I arrived early, something not typical for me, but I was feeling anxious and did not want to be late. There were signs and volunteers directing the steady stream of cars to available parking, and the steady stream of pedestrians to the clinic. As I walked by the first volunteer and tried to say thank you, I suddenly realized I wasn’t going to get through this without crying.
First it was just watery eyes and a tight throat as I walked into the building. Then it was tears falling as I stood in line and when the person at the desk asked if I had an appointment. I could barely get out the word “Thanks” when another volunteer directed me to an open vaccination station. And when the man holding the needle cheerfully asked me my name, I answered with a full blown sob. Then I choked out, “Catherine.”
All of this is to say that clearly I have been having way more feelings about stuff than I am aware of.
The truth is I haven’t cried much during this pandemic, even though I have experienced deep grief. But there I was, in a room full of strangers, more people than I’ve been around in almost a year, and I couldn’t stop my tears.
After I received my shot I went into another area to wait out the 15 minute window to be sure I didn’t have any immediate allergic reaction. Then I headed back to my car. I was through most of my tears and I noticed another response. Suddenly I wanted to go to a restaurant, sit down, and have something to eat. I used to eat out all the time, grabbing a bite as I rushed through my busy day. But since last March I haven’t been in a restaurant.

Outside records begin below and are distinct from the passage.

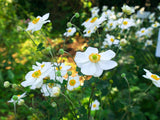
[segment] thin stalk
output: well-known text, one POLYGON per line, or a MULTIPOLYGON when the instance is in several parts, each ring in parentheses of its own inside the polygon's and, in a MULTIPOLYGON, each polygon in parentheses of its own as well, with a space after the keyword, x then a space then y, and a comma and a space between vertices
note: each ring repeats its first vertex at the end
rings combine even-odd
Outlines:
POLYGON ((94 93, 94 87, 92 87, 92 92, 91 92, 91 95, 89 97, 89 102, 88 102, 88 120, 89 120, 90 114, 91 114, 90 104, 91 104, 91 100, 92 100, 92 97, 93 97, 93 93, 94 93))

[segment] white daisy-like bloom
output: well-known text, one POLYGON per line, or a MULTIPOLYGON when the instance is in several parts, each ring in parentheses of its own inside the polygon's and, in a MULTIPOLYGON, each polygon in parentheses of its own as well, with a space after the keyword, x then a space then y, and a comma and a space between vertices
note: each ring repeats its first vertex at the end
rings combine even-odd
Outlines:
POLYGON ((117 66, 117 63, 111 60, 115 55, 112 50, 98 53, 97 48, 88 47, 85 52, 76 53, 75 62, 81 68, 83 74, 99 77, 103 70, 109 70, 117 66))
POLYGON ((79 87, 80 86, 79 79, 80 79, 80 77, 78 75, 76 75, 75 77, 69 76, 69 80, 67 83, 67 89, 73 90, 73 89, 79 87))
POLYGON ((91 10, 92 17, 97 16, 98 12, 99 12, 99 8, 98 7, 93 7, 92 10, 91 10))
POLYGON ((98 101, 98 100, 95 100, 95 101, 92 102, 92 104, 91 104, 91 110, 92 110, 92 111, 93 111, 93 110, 99 110, 99 105, 100 105, 99 101, 98 101))
POLYGON ((102 11, 104 12, 104 11, 106 11, 108 9, 108 6, 106 6, 106 5, 104 5, 103 7, 102 7, 102 11))
POLYGON ((149 15, 150 15, 150 12, 147 12, 147 11, 139 10, 139 11, 137 12, 137 17, 138 17, 138 18, 141 18, 141 19, 148 18, 149 15))
POLYGON ((155 22, 154 24, 152 24, 151 26, 153 27, 153 28, 157 28, 157 27, 159 27, 159 23, 158 22, 155 22))
POLYGON ((119 25, 121 29, 128 29, 132 26, 135 26, 135 21, 133 19, 128 19, 128 18, 121 19, 121 24, 119 25))
POLYGON ((85 33, 84 37, 90 37, 92 33, 95 33, 95 29, 85 29, 83 32, 85 33))
POLYGON ((70 65, 65 65, 65 63, 54 63, 54 65, 56 66, 56 71, 59 70, 61 72, 61 76, 64 76, 67 73, 67 71, 71 68, 70 65))
POLYGON ((127 15, 131 15, 132 13, 135 12, 134 7, 129 7, 128 5, 123 5, 122 6, 122 11, 126 13, 127 15))
POLYGON ((152 40, 146 40, 146 42, 145 42, 145 47, 147 47, 147 46, 151 46, 153 43, 152 43, 152 40))
POLYGON ((108 23, 107 23, 107 28, 109 30, 115 29, 116 26, 117 26, 117 21, 109 20, 108 23))
POLYGON ((66 36, 66 37, 73 36, 73 34, 76 32, 75 27, 69 27, 66 30, 67 30, 67 32, 64 33, 64 36, 66 36))
POLYGON ((11 100, 9 100, 8 102, 10 103, 17 103, 19 104, 19 102, 21 102, 22 98, 26 97, 26 92, 24 92, 22 95, 17 95, 17 100, 13 100, 13 97, 11 98, 11 100))
POLYGON ((146 28, 141 28, 139 31, 136 32, 136 35, 138 37, 145 36, 147 34, 147 29, 146 28))
POLYGON ((50 22, 50 20, 47 20, 49 18, 49 13, 41 16, 38 16, 37 18, 35 18, 32 22, 29 22, 28 28, 26 29, 26 31, 31 30, 32 33, 34 31, 38 31, 42 28, 43 24, 50 22))
POLYGON ((43 84, 43 78, 48 77, 53 71, 50 62, 38 63, 38 66, 32 66, 33 71, 30 71, 25 76, 25 81, 21 83, 23 87, 31 86, 30 89, 40 88, 43 84))
POLYGON ((57 97, 60 94, 61 86, 55 83, 43 84, 41 92, 43 96, 57 97))
POLYGON ((152 74, 149 70, 144 69, 144 71, 146 72, 146 75, 143 75, 144 78, 150 79, 152 81, 152 83, 156 86, 156 87, 160 87, 160 77, 156 74, 152 74))
POLYGON ((109 46, 119 44, 119 40, 115 39, 113 35, 107 34, 104 40, 108 42, 109 46))

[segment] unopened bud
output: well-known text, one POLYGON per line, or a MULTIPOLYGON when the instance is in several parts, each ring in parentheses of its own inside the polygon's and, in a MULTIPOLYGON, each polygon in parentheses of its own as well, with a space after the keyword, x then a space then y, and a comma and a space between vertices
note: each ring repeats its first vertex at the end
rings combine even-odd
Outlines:
POLYGON ((61 76, 61 71, 58 70, 58 71, 56 72, 56 75, 57 75, 57 76, 61 76))
POLYGON ((52 103, 51 103, 51 106, 52 106, 52 107, 56 107, 56 106, 57 106, 56 102, 52 102, 52 103))
POLYGON ((121 74, 121 77, 123 77, 123 78, 126 77, 126 74, 125 74, 125 73, 122 73, 122 74, 121 74))
POLYGON ((24 104, 24 100, 23 99, 20 99, 19 101, 18 101, 18 105, 23 105, 24 104))
POLYGON ((63 49, 59 49, 59 54, 63 55, 64 54, 64 50, 63 49))
POLYGON ((4 87, 5 87, 5 88, 8 88, 9 86, 10 86, 10 82, 9 82, 9 81, 5 81, 5 82, 4 82, 4 87))
POLYGON ((18 96, 17 96, 17 95, 13 95, 12 99, 13 99, 14 101, 18 100, 18 96))
POLYGON ((68 76, 71 76, 71 75, 72 75, 72 72, 71 72, 71 71, 68 71, 67 74, 68 74, 68 76))
POLYGON ((75 13, 76 18, 79 18, 79 13, 75 13))

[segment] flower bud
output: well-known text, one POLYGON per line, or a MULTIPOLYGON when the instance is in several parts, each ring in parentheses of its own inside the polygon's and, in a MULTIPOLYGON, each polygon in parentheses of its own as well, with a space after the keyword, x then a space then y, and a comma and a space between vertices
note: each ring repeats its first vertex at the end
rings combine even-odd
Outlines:
POLYGON ((113 80, 109 80, 109 83, 110 83, 110 84, 113 84, 113 80))
POLYGON ((125 74, 125 73, 122 73, 122 74, 121 74, 121 77, 123 77, 123 78, 126 77, 126 74, 125 74))
POLYGON ((79 13, 78 12, 75 13, 75 16, 76 16, 76 18, 79 18, 79 13))
POLYGON ((52 107, 56 107, 56 106, 57 106, 56 102, 52 102, 52 103, 51 103, 51 106, 52 106, 52 107))
POLYGON ((67 27, 72 27, 72 23, 71 23, 71 22, 68 22, 68 23, 67 23, 67 27))
POLYGON ((59 54, 63 55, 64 54, 64 50, 63 49, 59 49, 59 54))
POLYGON ((57 76, 61 76, 61 71, 58 70, 58 71, 56 72, 56 75, 57 75, 57 76))
POLYGON ((18 100, 18 96, 17 96, 17 95, 13 95, 12 99, 13 99, 14 101, 18 100))
POLYGON ((4 82, 4 87, 5 87, 5 88, 8 88, 9 86, 10 86, 10 82, 9 82, 9 81, 5 81, 5 82, 4 82))
POLYGON ((127 44, 127 41, 125 39, 120 40, 120 46, 125 46, 127 44))
POLYGON ((17 84, 12 84, 12 88, 16 89, 17 88, 17 84))
POLYGON ((67 74, 68 74, 68 76, 71 76, 71 75, 72 75, 72 72, 71 72, 71 71, 68 71, 67 74))
POLYGON ((53 87, 52 88, 52 94, 51 94, 51 97, 58 97, 59 94, 60 94, 60 88, 59 87, 53 87))
POLYGON ((19 101, 18 101, 18 105, 23 105, 24 104, 24 100, 23 99, 20 99, 19 101))

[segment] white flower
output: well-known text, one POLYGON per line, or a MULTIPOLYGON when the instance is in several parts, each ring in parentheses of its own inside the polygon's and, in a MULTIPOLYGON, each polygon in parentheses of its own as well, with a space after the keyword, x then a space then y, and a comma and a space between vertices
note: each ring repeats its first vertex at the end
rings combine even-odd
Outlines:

Now all of a sudden my old brain kicked in, as if the last year of home-cooked meals hadn’t happened, saying, “Let’s go back to the old way.”
It didn’t stop there. As I got in my car and drove away from the clinic, I passed a theater. “I wonder what’s playing there?” I thought. “Maybe I’ll catch a movie.”
Good heavens! Clearly my thinking had reverted to a pre-pandemic mindset. Almost.
As soon as those thoughts popped up, my other brain said, “Stop that. First of all, you just got the shot a few minutes ago. And your second shot is four weeks out. And the world is still in pandemic mode. Just stop that.”
And more than “Stop that,” I also thought, “Wow. How fast was that? I do not want to go back to my old way of being.”
All is of this is to say I clearly have more work to do.
Throughout this year I have had the opportunity to become more aware of life’s fragility and its preciousness. I have left behind the hectic pace at which I used to live. For all the changes of the last year that I grieve, I also have experienced simpler and more reflective way of being. I have even baked my own bread, for heaven’s sake. And I have promised myself that I would hold on to these lessons. I was surprised at how quickly the old way of being said, “Welcome back.”
Isn’t that the way of out hearts? There is so much more going on in there than we are aware of. That spiritual task of knowing ourselves- our griefs, our patterns, our self-deceptions, and even our strengths- is much bigger than we might think it is.
When I finally got home from that first vaccine adventure I was exhausted. I ascribed my exhaustion to the vaccine, but I suspect it was also a side-effect of a year of grief and change, and a year of holding so much of that grief and change below my awareness, just so I can get through the moment.
I know that there are many who have been unable to schedule their first vaccine, and many more still waiting for eligibility. I know that the broken healthcare system this pandemic has unmasked is just one part of the broken systems this year has also made clear. I also know this year has invited us to new ways of seeing and of being that are worth holding on to.
We are not the same people that we were a year ago, thank God. And may God continue to lead us forward into whatever good thing is emerging in our world.
God be with me in my tears and in my turning. Even after I get that second shot.